Śmiertelnie potrącił trzy kobiety, teraz trafi do więzienia

2019-02-26 6:47
Temida
Autor: fot. Archiwum

Cztery lata za kratkami spędzi Grzegorz W., który wjechał w osoby wracające z pasterki. Chodzi o wypadek, do którego w 2017 roku doszło w Kobyłce. Wyrok nie jest prawomocny.

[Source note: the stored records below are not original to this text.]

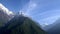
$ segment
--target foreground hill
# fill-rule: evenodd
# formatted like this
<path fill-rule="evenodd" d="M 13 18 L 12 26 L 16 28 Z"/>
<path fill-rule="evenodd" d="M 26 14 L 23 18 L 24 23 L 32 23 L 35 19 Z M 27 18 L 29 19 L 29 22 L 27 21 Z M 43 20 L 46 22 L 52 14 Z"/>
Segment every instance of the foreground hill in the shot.
<path fill-rule="evenodd" d="M 1 34 L 47 34 L 33 20 L 22 15 L 15 16 L 0 29 Z"/>
<path fill-rule="evenodd" d="M 13 12 L 0 3 L 0 27 L 4 26 L 4 24 L 7 23 L 13 15 Z"/>
<path fill-rule="evenodd" d="M 48 30 L 49 34 L 60 34 L 60 19 L 58 19 L 52 28 Z"/>

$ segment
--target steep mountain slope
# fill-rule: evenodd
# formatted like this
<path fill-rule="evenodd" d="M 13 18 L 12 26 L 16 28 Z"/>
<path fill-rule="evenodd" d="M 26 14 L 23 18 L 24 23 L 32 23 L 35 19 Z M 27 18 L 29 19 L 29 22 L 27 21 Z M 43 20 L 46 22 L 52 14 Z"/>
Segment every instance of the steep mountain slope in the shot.
<path fill-rule="evenodd" d="M 12 17 L 12 12 L 0 3 L 0 27 L 4 26 L 4 24 L 7 21 L 9 21 Z"/>
<path fill-rule="evenodd" d="M 60 19 L 55 22 L 55 25 L 48 30 L 49 34 L 60 34 Z"/>
<path fill-rule="evenodd" d="M 47 34 L 33 20 L 22 15 L 15 16 L 0 29 L 1 34 Z"/>

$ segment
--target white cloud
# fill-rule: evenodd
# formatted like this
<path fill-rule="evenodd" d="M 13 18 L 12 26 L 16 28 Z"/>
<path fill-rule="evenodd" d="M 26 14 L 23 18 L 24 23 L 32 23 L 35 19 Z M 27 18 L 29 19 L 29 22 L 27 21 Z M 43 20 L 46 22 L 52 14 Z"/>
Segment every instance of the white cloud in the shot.
<path fill-rule="evenodd" d="M 3 10 L 7 15 L 13 15 L 12 11 L 9 11 L 3 4 L 0 3 L 0 10 Z"/>

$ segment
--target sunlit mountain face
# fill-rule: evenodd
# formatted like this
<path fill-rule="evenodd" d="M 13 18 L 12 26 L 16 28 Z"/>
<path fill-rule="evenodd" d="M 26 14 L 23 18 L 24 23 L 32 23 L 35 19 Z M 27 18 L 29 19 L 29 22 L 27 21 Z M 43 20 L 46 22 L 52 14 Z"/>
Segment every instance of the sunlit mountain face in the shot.
<path fill-rule="evenodd" d="M 4 1 L 6 4 L 2 1 L 2 3 L 6 5 L 6 7 L 11 9 L 13 8 L 14 11 L 17 10 L 17 8 L 21 8 L 19 9 L 19 14 L 22 13 L 24 16 L 32 18 L 39 25 L 41 25 L 42 29 L 44 30 L 46 30 L 45 27 L 47 27 L 47 29 L 50 29 L 51 26 L 57 23 L 55 21 L 60 18 L 60 0 L 21 0 L 23 1 L 21 2 L 21 4 L 19 3 L 19 0 L 14 0 L 15 2 L 13 2 L 12 0 L 12 2 L 8 0 L 6 1 Z M 6 14 L 11 15 L 12 12 L 6 12 Z M 18 13 L 18 10 L 15 11 L 15 13 Z"/>
<path fill-rule="evenodd" d="M 11 18 L 14 17 L 13 12 L 9 11 L 0 3 L 0 27 L 4 26 Z"/>
<path fill-rule="evenodd" d="M 60 18 L 60 0 L 30 0 L 20 12 L 37 21 L 44 29 Z"/>

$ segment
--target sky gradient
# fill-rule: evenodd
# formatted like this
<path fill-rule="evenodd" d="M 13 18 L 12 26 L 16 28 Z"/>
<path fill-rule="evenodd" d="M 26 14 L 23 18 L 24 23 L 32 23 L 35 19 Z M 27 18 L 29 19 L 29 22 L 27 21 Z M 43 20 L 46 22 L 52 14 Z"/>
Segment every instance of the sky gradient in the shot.
<path fill-rule="evenodd" d="M 60 0 L 0 0 L 0 3 L 15 13 L 24 12 L 43 27 L 60 18 Z"/>

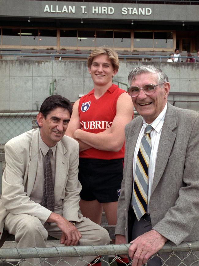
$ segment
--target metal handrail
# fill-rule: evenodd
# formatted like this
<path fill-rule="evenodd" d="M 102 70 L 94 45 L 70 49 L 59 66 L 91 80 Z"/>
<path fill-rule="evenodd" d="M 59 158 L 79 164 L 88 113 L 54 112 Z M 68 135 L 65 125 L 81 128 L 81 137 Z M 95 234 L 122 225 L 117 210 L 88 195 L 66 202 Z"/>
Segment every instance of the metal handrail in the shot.
<path fill-rule="evenodd" d="M 31 53 L 4 53 L 2 52 L 1 54 L 3 56 L 13 56 L 14 57 L 15 59 L 16 59 L 17 56 L 21 57 L 26 56 L 30 57 L 47 57 L 51 58 L 54 60 L 55 58 L 64 57 L 64 58 L 87 58 L 89 56 L 88 54 L 58 54 L 58 53 L 37 53 L 33 54 Z M 160 61 L 161 62 L 161 59 L 163 58 L 168 58 L 170 56 L 168 55 L 163 56 L 161 55 L 145 55 L 141 54 L 139 55 L 121 55 L 119 54 L 118 56 L 119 58 L 123 58 L 125 61 L 126 59 L 142 59 L 143 60 L 144 59 L 151 59 L 152 58 L 159 58 Z M 174 57 L 178 57 L 178 56 L 174 56 Z M 198 58 L 197 56 L 181 56 L 180 58 L 181 59 L 185 58 L 187 59 L 189 58 Z M 197 63 L 198 62 L 195 63 Z"/>
<path fill-rule="evenodd" d="M 29 258 L 79 257 L 128 254 L 131 244 L 106 245 L 101 246 L 71 246 L 67 247 L 51 247 L 45 248 L 26 248 L 0 249 L 2 259 L 21 259 Z M 178 246 L 166 243 L 158 251 L 159 253 L 199 250 L 199 241 L 182 242 Z"/>

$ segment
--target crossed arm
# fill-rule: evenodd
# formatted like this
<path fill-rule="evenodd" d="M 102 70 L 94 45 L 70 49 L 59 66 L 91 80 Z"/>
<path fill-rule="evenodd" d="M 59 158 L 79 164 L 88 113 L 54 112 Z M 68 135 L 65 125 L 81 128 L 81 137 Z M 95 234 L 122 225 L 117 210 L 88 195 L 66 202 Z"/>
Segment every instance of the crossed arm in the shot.
<path fill-rule="evenodd" d="M 66 135 L 78 141 L 80 151 L 92 148 L 103 151 L 119 151 L 125 140 L 124 127 L 133 116 L 133 106 L 130 96 L 125 93 L 120 95 L 117 102 L 116 115 L 111 126 L 97 134 L 81 129 L 78 111 L 79 102 L 78 100 L 74 104 Z"/>

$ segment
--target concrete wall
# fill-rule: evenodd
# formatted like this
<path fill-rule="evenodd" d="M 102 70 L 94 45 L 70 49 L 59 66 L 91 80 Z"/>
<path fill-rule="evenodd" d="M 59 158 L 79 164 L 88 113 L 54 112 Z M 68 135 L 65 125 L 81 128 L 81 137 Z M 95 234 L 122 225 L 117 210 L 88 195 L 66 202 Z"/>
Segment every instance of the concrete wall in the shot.
<path fill-rule="evenodd" d="M 171 91 L 199 92 L 199 63 L 151 64 L 161 68 L 168 76 Z M 121 61 L 115 79 L 127 83 L 129 71 L 141 64 L 142 62 Z M 49 96 L 50 83 L 54 79 L 58 93 L 72 102 L 79 98 L 79 94 L 86 94 L 93 88 L 85 61 L 0 60 L 0 112 L 37 110 Z M 120 87 L 126 89 L 125 87 Z M 175 98 L 199 100 L 199 97 L 193 96 Z M 198 103 L 176 105 L 199 110 Z"/>

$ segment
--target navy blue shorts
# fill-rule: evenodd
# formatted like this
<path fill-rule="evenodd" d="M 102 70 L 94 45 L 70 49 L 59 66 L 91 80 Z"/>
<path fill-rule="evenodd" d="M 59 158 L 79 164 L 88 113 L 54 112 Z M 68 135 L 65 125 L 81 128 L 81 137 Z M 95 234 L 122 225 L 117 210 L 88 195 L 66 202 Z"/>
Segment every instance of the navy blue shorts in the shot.
<path fill-rule="evenodd" d="M 117 201 L 123 178 L 123 158 L 112 160 L 80 158 L 78 179 L 81 199 L 100 203 Z"/>

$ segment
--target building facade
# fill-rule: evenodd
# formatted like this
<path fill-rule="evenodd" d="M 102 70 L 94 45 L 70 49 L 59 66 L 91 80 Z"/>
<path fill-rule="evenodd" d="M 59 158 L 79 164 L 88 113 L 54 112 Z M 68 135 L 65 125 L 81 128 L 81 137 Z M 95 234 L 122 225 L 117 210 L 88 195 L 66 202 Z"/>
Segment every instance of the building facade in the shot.
<path fill-rule="evenodd" d="M 102 2 L 103 1 L 103 2 Z M 0 0 L 0 48 L 195 52 L 198 1 Z"/>

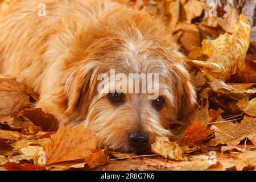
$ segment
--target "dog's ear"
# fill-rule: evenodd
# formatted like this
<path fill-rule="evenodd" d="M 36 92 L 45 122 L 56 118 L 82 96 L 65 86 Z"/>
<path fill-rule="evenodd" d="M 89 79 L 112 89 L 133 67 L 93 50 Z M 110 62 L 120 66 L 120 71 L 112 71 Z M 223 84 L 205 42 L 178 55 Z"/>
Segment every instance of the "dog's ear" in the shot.
<path fill-rule="evenodd" d="M 172 55 L 166 63 L 171 79 L 173 92 L 176 97 L 179 119 L 185 117 L 196 107 L 196 93 L 190 75 L 183 61 L 183 56 L 179 52 Z"/>
<path fill-rule="evenodd" d="M 74 67 L 70 70 L 65 83 L 65 93 L 67 97 L 67 110 L 68 114 L 79 111 L 86 114 L 92 98 L 96 95 L 97 73 L 99 64 L 97 61 L 87 61 L 85 64 Z"/>

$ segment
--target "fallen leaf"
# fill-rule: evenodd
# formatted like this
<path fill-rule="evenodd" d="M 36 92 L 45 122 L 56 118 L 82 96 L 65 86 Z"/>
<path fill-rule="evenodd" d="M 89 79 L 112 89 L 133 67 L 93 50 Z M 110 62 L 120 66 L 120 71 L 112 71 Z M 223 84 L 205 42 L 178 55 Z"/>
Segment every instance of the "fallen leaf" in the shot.
<path fill-rule="evenodd" d="M 176 142 L 171 142 L 167 137 L 157 137 L 155 142 L 151 145 L 151 150 L 169 159 L 175 160 L 187 160 L 183 151 Z"/>
<path fill-rule="evenodd" d="M 96 149 L 95 134 L 80 125 L 67 129 L 62 125 L 53 139 L 46 146 L 46 164 L 86 159 Z"/>
<path fill-rule="evenodd" d="M 36 166 L 31 163 L 19 164 L 14 162 L 8 162 L 3 167 L 7 171 L 44 171 L 44 168 Z"/>
<path fill-rule="evenodd" d="M 247 114 L 256 117 L 256 98 L 249 101 L 248 98 L 245 98 L 237 102 L 239 108 Z"/>
<path fill-rule="evenodd" d="M 70 168 L 84 168 L 86 162 L 61 162 L 60 163 L 50 164 L 46 166 L 46 170 L 48 171 L 65 171 Z"/>
<path fill-rule="evenodd" d="M 204 40 L 203 53 L 209 57 L 207 61 L 192 60 L 201 68 L 210 81 L 226 81 L 237 69 L 245 68 L 245 60 L 250 44 L 250 24 L 242 14 L 233 35 L 225 33 L 214 40 Z"/>
<path fill-rule="evenodd" d="M 187 123 L 192 124 L 195 122 L 197 122 L 203 126 L 207 127 L 212 118 L 209 116 L 209 103 L 207 102 L 205 106 L 202 108 L 197 108 L 192 114 L 185 118 L 182 119 L 187 121 Z"/>
<path fill-rule="evenodd" d="M 179 0 L 170 0 L 166 3 L 166 14 L 171 15 L 170 26 L 175 27 L 179 18 Z"/>
<path fill-rule="evenodd" d="M 245 153 L 239 154 L 236 160 L 236 168 L 237 171 L 242 171 L 246 167 L 256 167 L 256 152 L 247 151 Z"/>
<path fill-rule="evenodd" d="M 246 137 L 256 144 L 256 118 L 245 115 L 240 123 L 228 121 L 212 125 L 210 129 L 215 131 L 215 138 L 209 142 L 209 146 L 236 146 Z"/>
<path fill-rule="evenodd" d="M 208 139 L 211 133 L 210 130 L 195 122 L 186 129 L 183 138 L 177 142 L 181 146 L 199 143 Z"/>
<path fill-rule="evenodd" d="M 12 148 L 13 147 L 11 146 L 0 139 L 0 150 L 11 150 Z"/>
<path fill-rule="evenodd" d="M 221 114 L 224 113 L 224 111 L 220 108 L 218 108 L 217 110 L 212 109 L 209 109 L 209 116 L 212 118 L 210 122 L 213 122 L 218 120 L 220 118 L 222 118 Z"/>
<path fill-rule="evenodd" d="M 9 162 L 9 160 L 3 155 L 0 155 L 0 166 L 2 166 Z"/>
<path fill-rule="evenodd" d="M 36 126 L 42 126 L 45 131 L 57 131 L 59 121 L 52 115 L 44 113 L 41 108 L 31 108 L 23 110 L 18 114 L 32 121 Z"/>
<path fill-rule="evenodd" d="M 191 51 L 192 46 L 201 46 L 199 29 L 196 24 L 178 23 L 176 30 L 179 29 L 183 33 L 179 43 L 188 52 Z"/>
<path fill-rule="evenodd" d="M 183 7 L 186 13 L 187 22 L 189 23 L 195 18 L 200 16 L 204 10 L 202 3 L 197 0 L 188 0 Z"/>
<path fill-rule="evenodd" d="M 108 162 L 109 158 L 101 150 L 93 152 L 86 160 L 86 163 L 91 169 L 104 165 Z"/>
<path fill-rule="evenodd" d="M 218 24 L 227 32 L 232 34 L 235 30 L 236 24 L 239 18 L 237 10 L 229 4 L 228 13 L 224 15 L 224 18 L 217 18 Z"/>
<path fill-rule="evenodd" d="M 0 130 L 0 138 L 2 139 L 16 141 L 20 136 L 20 134 L 17 131 Z"/>

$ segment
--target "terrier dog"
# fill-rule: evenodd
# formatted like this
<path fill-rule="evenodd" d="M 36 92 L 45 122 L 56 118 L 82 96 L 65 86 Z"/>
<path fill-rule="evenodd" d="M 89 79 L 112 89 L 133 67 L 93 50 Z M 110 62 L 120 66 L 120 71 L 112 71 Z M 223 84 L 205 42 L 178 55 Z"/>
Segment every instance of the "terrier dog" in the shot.
<path fill-rule="evenodd" d="M 99 75 L 111 69 L 159 74 L 159 97 L 98 92 Z M 67 126 L 83 123 L 99 147 L 115 151 L 146 151 L 156 136 L 172 136 L 170 125 L 196 103 L 170 29 L 114 1 L 18 1 L 0 22 L 0 71 L 38 92 L 37 107 Z"/>

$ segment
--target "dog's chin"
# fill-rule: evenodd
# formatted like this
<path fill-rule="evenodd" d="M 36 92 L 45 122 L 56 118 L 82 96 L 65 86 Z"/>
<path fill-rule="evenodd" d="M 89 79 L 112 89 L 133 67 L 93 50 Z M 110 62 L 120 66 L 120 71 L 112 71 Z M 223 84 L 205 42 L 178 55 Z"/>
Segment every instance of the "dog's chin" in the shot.
<path fill-rule="evenodd" d="M 128 145 L 125 147 L 114 148 L 113 147 L 107 147 L 108 151 L 117 152 L 120 153 L 136 153 L 137 154 L 147 154 L 151 153 L 151 144 L 148 144 L 143 148 L 136 148 L 131 146 Z"/>

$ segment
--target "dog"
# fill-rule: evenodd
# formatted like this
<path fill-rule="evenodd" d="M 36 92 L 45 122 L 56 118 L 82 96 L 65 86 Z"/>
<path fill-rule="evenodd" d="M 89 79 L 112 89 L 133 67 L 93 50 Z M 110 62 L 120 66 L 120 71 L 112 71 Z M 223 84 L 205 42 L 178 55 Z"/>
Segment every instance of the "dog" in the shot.
<path fill-rule="evenodd" d="M 0 22 L 1 73 L 38 93 L 36 107 L 68 127 L 84 125 L 114 151 L 149 150 L 195 108 L 184 59 L 161 18 L 115 1 L 20 1 Z M 99 92 L 98 76 L 110 69 L 159 74 L 159 97 Z"/>

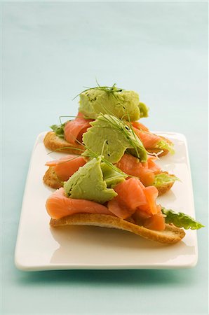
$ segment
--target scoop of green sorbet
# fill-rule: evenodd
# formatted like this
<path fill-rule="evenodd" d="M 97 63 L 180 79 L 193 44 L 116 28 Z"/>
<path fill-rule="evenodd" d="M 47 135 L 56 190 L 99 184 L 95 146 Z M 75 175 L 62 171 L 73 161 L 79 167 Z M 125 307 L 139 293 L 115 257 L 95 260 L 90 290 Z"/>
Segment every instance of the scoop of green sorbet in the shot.
<path fill-rule="evenodd" d="M 94 158 L 64 183 L 68 197 L 104 204 L 117 195 L 112 188 L 125 181 L 127 176 L 102 160 L 101 156 Z"/>
<path fill-rule="evenodd" d="M 140 103 L 137 92 L 116 87 L 112 90 L 95 88 L 83 92 L 80 94 L 79 111 L 86 118 L 92 119 L 95 119 L 100 113 L 130 121 L 148 115 L 148 108 Z"/>
<path fill-rule="evenodd" d="M 90 156 L 93 151 L 114 164 L 128 151 L 140 162 L 147 161 L 147 151 L 142 143 L 124 121 L 112 115 L 101 114 L 90 125 L 92 127 L 83 136 L 86 148 L 83 155 Z"/>

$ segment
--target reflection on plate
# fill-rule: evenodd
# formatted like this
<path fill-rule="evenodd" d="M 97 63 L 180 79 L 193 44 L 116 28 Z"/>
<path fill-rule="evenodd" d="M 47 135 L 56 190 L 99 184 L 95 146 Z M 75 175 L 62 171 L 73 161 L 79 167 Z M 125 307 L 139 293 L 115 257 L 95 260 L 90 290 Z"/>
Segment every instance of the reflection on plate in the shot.
<path fill-rule="evenodd" d="M 187 141 L 180 134 L 156 132 L 175 144 L 176 153 L 157 160 L 165 171 L 181 181 L 158 198 L 166 208 L 194 216 Z M 22 270 L 67 269 L 168 269 L 193 267 L 197 262 L 196 231 L 187 231 L 174 245 L 144 239 L 126 231 L 99 227 L 50 228 L 45 202 L 53 191 L 43 183 L 46 161 L 65 153 L 50 155 L 38 136 L 30 162 L 15 249 L 15 265 Z"/>

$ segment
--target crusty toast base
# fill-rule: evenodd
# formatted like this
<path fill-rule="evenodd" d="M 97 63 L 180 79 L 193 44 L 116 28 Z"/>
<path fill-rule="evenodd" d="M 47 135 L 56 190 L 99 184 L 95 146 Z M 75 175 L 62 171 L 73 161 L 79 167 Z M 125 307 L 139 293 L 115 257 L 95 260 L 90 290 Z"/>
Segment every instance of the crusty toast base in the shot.
<path fill-rule="evenodd" d="M 167 173 L 166 172 L 163 172 L 163 173 Z M 171 175 L 175 176 L 175 175 Z M 48 186 L 51 188 L 58 189 L 60 187 L 63 187 L 63 181 L 60 181 L 55 172 L 55 168 L 53 167 L 49 167 L 47 171 L 45 173 L 45 175 L 43 178 L 43 183 L 46 183 Z M 165 194 L 172 188 L 174 184 L 175 181 L 171 183 L 166 183 L 162 185 L 160 187 L 157 187 L 157 190 L 159 190 L 159 195 Z"/>
<path fill-rule="evenodd" d="M 63 181 L 60 181 L 53 167 L 50 167 L 43 177 L 43 183 L 51 188 L 58 189 L 63 187 Z"/>
<path fill-rule="evenodd" d="M 46 148 L 51 151 L 61 151 L 66 153 L 81 154 L 84 147 L 81 144 L 74 143 L 69 144 L 64 139 L 61 139 L 56 135 L 54 132 L 48 132 L 43 139 L 43 144 Z M 77 150 L 79 149 L 79 150 Z"/>
<path fill-rule="evenodd" d="M 184 230 L 166 224 L 163 231 L 156 231 L 140 226 L 126 220 L 107 214 L 79 214 L 60 219 L 50 219 L 53 227 L 62 225 L 95 225 L 131 232 L 145 239 L 164 244 L 175 244 L 185 235 Z"/>

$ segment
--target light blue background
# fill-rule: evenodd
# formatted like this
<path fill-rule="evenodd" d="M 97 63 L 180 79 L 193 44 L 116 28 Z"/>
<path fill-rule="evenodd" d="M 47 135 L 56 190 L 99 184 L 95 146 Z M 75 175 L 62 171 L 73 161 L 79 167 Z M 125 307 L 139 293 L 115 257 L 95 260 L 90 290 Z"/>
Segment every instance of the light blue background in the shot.
<path fill-rule="evenodd" d="M 5 2 L 1 314 L 208 314 L 207 2 Z M 187 138 L 199 260 L 191 270 L 23 272 L 13 255 L 38 134 L 83 85 L 138 91 L 151 130 Z M 11 181 L 13 183 L 11 185 Z M 187 200 L 182 210 L 187 208 Z"/>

Sędzia Robert Żak z Sądu Rejonowego w Wołominie uzasadniał wyrok między innymi tym, że oskarżony nie był wcześniej karany, przeprosił bliskich ofiar i wyraził skruchę. Nie bez znaczenia jest także jego postawa na miejscu wypadku, z którego nie uciekł. Niewątpliwie jednak śmierć trzech kobiet w wieku 16, 43 i 70-lat to wina kierowcy. Miał jechać z nadmierną prędkością i nie zachować szczególnej ostrożności. Według biegłego samochód mógł mieć na liczniku 90 kilometrów na godzinę. 23-latek tłumaczył przed sądem, że nie widział pieszych, bo oślepiły go światła auta jadącego z naprzeciwka. Te zeznania potwierdziła jego pasażerka, która byłam w aucie w momencie wypadku. Warunki do jazdy tej nocy były dobre, a ruch był znikomy. Sprawcy wypadku groziło nawet 8 lat więzienia, prokuratura domagała się 6 lat pozbawienia wolności. Sąd jednak wymierzył karę o połowę niższą od maksymalnej. Do tego odebrał mężczyźnie prawo jazdy na cztery lata. Wyrok nie jest prawomocny. Nie wykluczone są odwołania.